I expect that audiences are coming because the best films of the year are more accessible now than they've been in the past, but this probably isn't by chance. Getting cynical for a minute, the independent film market took a dive with the recession that it hasn't fully recovered from. More challenging films with fewer commercial prospects were less likely to be bought and distributed, and thus less likely to get financed and made at all. This year's major nominees may be more diverse in terms of genre and themes, but the Academy has also taken a few steps back in other areas. There are no films with cross cultural elements, no big foreign language contenders, no social justice or "message" movies ("The Kids Are All Right" is far more nuanced than you've heard), and the acting nominees are overwhelmingly Caucasian, with the iffy exception of Javier Bardem for the Spanish language "Biutiful."
The last few years have also given us a bumper crop of miserable, angst-ridden pictures, like "Precious," "No Country For Old Men," "Frost/Nixon," and "The Hurt Locker," perhaps reflecting the mood of the creative community and the psychological impact of larger national and global conflicts.

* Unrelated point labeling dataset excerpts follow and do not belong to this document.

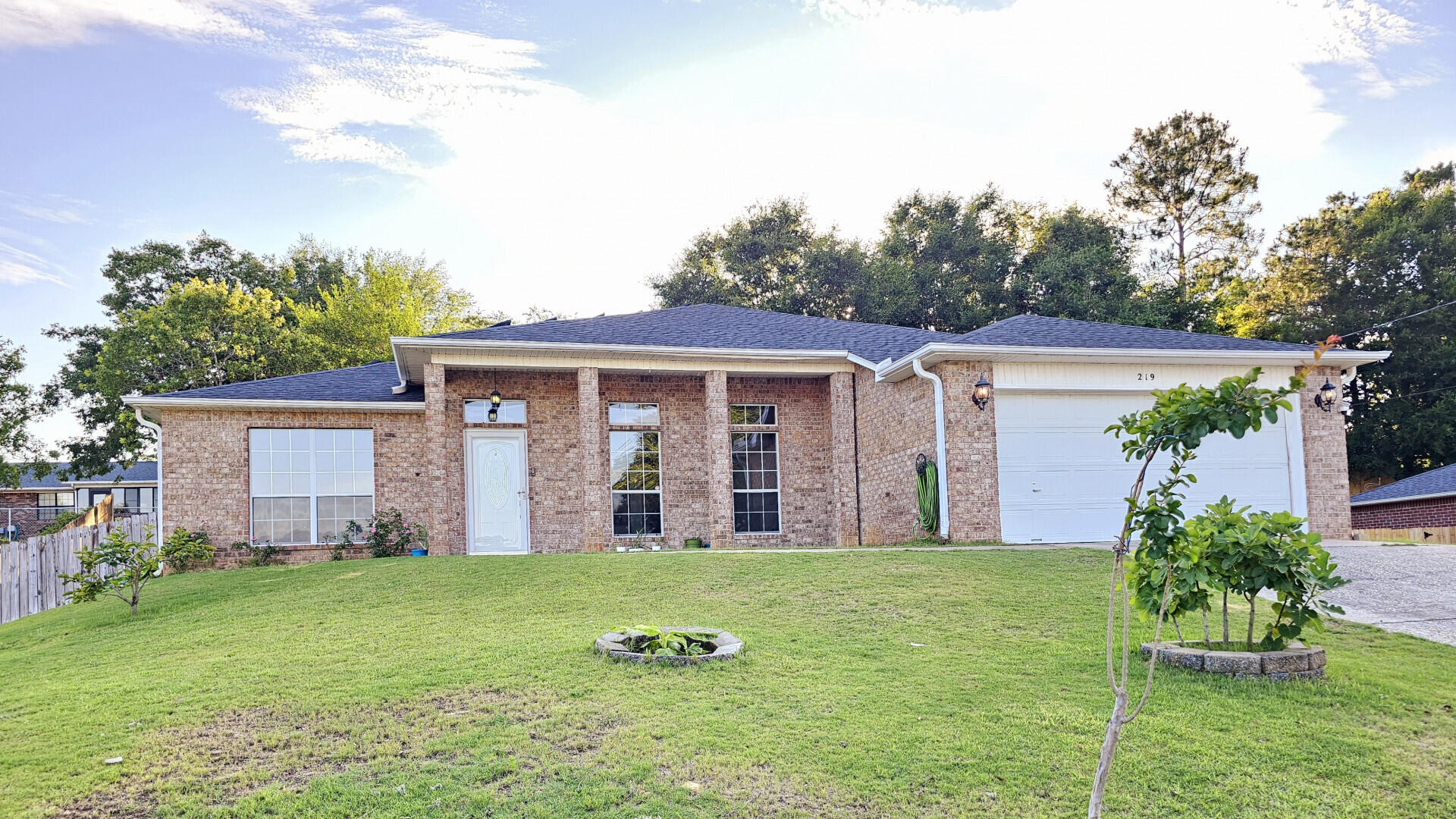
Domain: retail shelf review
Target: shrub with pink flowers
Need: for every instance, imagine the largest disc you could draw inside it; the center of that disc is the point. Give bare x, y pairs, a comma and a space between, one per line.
388, 535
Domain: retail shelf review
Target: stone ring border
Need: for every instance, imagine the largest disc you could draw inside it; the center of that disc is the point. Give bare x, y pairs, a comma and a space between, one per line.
1294, 662
726, 648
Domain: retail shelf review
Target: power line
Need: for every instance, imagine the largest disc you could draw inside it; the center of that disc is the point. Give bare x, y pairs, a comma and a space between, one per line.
1343, 335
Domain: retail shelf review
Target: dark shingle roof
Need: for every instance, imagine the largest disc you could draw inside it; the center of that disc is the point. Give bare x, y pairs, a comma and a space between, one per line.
140, 471
715, 325
31, 483
1439, 482
370, 382
1040, 331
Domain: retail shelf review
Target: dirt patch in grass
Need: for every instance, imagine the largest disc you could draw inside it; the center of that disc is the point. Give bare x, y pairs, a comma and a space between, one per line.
239, 752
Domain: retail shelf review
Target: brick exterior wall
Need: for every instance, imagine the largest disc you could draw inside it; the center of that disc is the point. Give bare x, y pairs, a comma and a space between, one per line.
896, 423
204, 469
970, 447
1327, 468
1405, 515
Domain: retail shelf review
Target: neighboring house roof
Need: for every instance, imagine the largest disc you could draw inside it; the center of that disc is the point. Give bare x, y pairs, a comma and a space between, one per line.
31, 484
1041, 331
140, 472
370, 382
715, 325
704, 330
1438, 483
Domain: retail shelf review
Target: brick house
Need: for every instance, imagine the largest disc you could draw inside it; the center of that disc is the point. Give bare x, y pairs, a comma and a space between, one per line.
736, 426
1420, 502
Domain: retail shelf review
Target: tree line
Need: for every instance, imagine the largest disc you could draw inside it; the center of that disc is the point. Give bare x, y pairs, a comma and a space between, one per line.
1172, 248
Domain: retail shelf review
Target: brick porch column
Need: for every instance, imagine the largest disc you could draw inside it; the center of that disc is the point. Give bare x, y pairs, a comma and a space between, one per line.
843, 490
1327, 468
720, 468
970, 447
437, 509
595, 474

In 2008, Jon Stewart asked during his Academy Awards ceremony hosting gig, "Does this town need a hug?" So it's nice to be have a roster of Best Picture nominees that isn't so depressing, and I can actually prod friends and relations to come see them with me. On the other hand, I don't want the pendulum swing too far back in the other direction either. Relevance and popularity are two different things, and shouldn't be confused. I don't want to see films like "Precious" disappear, simply because they're harder to sell and champion.
Finally, there's this whole New Hollywood v. Old Hollywood narrative that's being trotted out again. It's good copy, but it's total bunk. "The Social Network" has lots of younger up-and-coming actors and is about Facebook. "The King's Speech" is a costume drama with a middle-aged British monarch. None of the other Best Picture nominees fit the narrative. "True Grit," the other big contender, neatly subverts it by featuring both older and younger leads. Yes, we have a pair of young hosts and lots of younger nominees this year, including Hailee Steinfeld, Jennifer Lawrence, and Jesse Eisenberg. Many older favorites like Michael Douglas, Robert Duvall, and Lesley Manville didn't secure predicted acting nominations. And yet, Andrew Garfield ("The Social Network") lost out a spot in the Best Supporting Actor race to John Hawkes ("Winter's Bone") and Mila Kunis ("The Black Swan") couldn't gain traction for Best Supporting Actress against Jacki Weaver ("Animal Kingdom").

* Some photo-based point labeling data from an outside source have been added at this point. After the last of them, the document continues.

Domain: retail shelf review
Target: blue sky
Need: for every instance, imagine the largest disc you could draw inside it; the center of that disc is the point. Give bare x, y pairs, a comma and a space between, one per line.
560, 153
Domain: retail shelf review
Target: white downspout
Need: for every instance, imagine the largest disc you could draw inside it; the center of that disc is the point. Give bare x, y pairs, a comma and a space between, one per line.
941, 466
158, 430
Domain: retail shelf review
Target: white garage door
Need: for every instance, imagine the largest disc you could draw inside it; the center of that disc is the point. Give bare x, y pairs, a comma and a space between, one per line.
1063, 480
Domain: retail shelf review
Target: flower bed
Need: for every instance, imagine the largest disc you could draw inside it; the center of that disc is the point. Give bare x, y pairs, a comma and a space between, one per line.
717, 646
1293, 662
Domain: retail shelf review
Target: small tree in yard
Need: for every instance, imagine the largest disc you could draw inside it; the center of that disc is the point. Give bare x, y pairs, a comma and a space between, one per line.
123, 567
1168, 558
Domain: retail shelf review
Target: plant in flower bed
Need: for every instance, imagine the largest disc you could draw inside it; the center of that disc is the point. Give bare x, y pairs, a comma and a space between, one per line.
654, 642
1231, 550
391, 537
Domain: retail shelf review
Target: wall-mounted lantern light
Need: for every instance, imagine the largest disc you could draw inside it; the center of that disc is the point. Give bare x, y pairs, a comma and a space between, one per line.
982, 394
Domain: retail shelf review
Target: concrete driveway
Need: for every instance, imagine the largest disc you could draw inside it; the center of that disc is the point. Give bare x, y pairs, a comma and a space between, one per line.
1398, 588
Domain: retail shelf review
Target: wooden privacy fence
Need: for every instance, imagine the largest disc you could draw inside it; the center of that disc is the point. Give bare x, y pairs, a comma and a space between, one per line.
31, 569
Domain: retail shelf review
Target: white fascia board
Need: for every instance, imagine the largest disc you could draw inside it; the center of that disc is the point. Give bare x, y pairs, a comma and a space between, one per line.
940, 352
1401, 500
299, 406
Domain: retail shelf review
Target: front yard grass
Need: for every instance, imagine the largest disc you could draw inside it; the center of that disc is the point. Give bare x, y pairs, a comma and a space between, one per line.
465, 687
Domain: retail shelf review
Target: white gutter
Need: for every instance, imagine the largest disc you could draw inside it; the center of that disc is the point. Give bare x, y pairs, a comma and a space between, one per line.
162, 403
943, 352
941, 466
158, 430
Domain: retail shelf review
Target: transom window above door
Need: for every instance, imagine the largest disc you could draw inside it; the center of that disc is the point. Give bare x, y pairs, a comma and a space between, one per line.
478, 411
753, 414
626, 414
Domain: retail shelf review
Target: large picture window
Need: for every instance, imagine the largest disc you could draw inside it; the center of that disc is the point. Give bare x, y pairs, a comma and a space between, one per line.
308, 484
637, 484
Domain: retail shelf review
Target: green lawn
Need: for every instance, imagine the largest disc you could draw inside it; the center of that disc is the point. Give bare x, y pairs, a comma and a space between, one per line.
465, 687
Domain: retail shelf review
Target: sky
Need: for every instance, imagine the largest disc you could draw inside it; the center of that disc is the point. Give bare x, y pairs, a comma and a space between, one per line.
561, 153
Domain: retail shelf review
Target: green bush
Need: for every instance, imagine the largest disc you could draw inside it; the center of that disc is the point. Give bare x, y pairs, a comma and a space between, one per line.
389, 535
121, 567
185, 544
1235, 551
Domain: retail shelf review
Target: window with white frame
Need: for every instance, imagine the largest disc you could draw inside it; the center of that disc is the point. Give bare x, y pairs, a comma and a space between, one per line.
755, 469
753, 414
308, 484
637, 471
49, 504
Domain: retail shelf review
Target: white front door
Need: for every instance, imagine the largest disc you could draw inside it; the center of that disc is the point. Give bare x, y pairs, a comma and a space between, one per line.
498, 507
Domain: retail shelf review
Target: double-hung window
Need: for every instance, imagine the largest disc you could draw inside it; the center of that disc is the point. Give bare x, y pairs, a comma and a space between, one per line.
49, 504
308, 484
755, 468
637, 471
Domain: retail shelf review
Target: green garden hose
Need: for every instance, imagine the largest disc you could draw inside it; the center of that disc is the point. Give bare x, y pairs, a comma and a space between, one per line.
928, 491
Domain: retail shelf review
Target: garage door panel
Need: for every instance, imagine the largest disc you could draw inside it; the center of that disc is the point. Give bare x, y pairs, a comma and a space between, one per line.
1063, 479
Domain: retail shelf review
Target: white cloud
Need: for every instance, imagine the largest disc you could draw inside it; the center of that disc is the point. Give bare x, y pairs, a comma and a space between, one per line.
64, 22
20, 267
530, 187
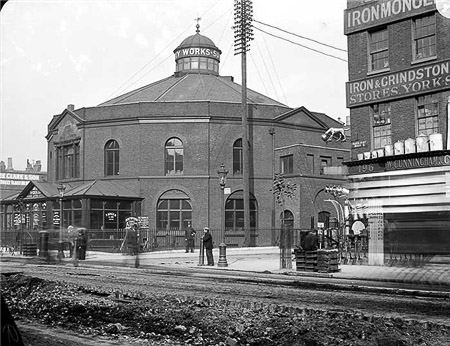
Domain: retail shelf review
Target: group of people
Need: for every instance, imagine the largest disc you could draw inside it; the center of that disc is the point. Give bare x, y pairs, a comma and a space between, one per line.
206, 239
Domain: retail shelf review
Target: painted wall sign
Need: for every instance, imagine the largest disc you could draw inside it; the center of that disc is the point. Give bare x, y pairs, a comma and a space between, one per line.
399, 84
197, 51
382, 12
17, 178
35, 193
359, 144
399, 164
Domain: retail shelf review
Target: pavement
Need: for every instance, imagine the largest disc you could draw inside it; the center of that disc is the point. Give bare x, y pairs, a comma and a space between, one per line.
434, 272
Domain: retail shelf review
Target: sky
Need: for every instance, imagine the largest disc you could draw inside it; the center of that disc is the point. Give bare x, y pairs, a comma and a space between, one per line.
83, 52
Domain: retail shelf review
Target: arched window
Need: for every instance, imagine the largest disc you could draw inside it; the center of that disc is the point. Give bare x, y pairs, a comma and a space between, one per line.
287, 219
174, 157
234, 211
174, 210
111, 158
237, 157
324, 217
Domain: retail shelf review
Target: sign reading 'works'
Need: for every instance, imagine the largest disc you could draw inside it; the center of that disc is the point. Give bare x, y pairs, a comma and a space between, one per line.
399, 84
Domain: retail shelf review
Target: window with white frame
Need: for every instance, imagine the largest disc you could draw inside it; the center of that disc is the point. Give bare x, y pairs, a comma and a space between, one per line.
174, 156
378, 50
424, 37
427, 114
287, 164
381, 125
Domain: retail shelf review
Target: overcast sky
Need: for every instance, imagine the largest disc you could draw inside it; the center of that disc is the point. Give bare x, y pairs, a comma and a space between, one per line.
60, 52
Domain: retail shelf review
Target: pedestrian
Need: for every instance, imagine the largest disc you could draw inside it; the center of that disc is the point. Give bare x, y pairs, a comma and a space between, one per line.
208, 245
81, 243
189, 235
72, 235
310, 242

Now we head into the month of furious campaigning and conjecture before the big night on February 27th. I plan to enjoy it, as I have no stake in the race and it's fun watching the studio executives tie themselves in knots over dreams of Oscar gold. I hear Harvey Weinstein is pulling out all the stops and threatening to cut "The King's Speech" for a family-friendly version without the therapeutic profanities. Someone, please stop this man before he hurts himself. Other than that, Hollywood, go forth and do battle.
Because it's Oscar season again, the most wonderful time of the year to be a film nerd.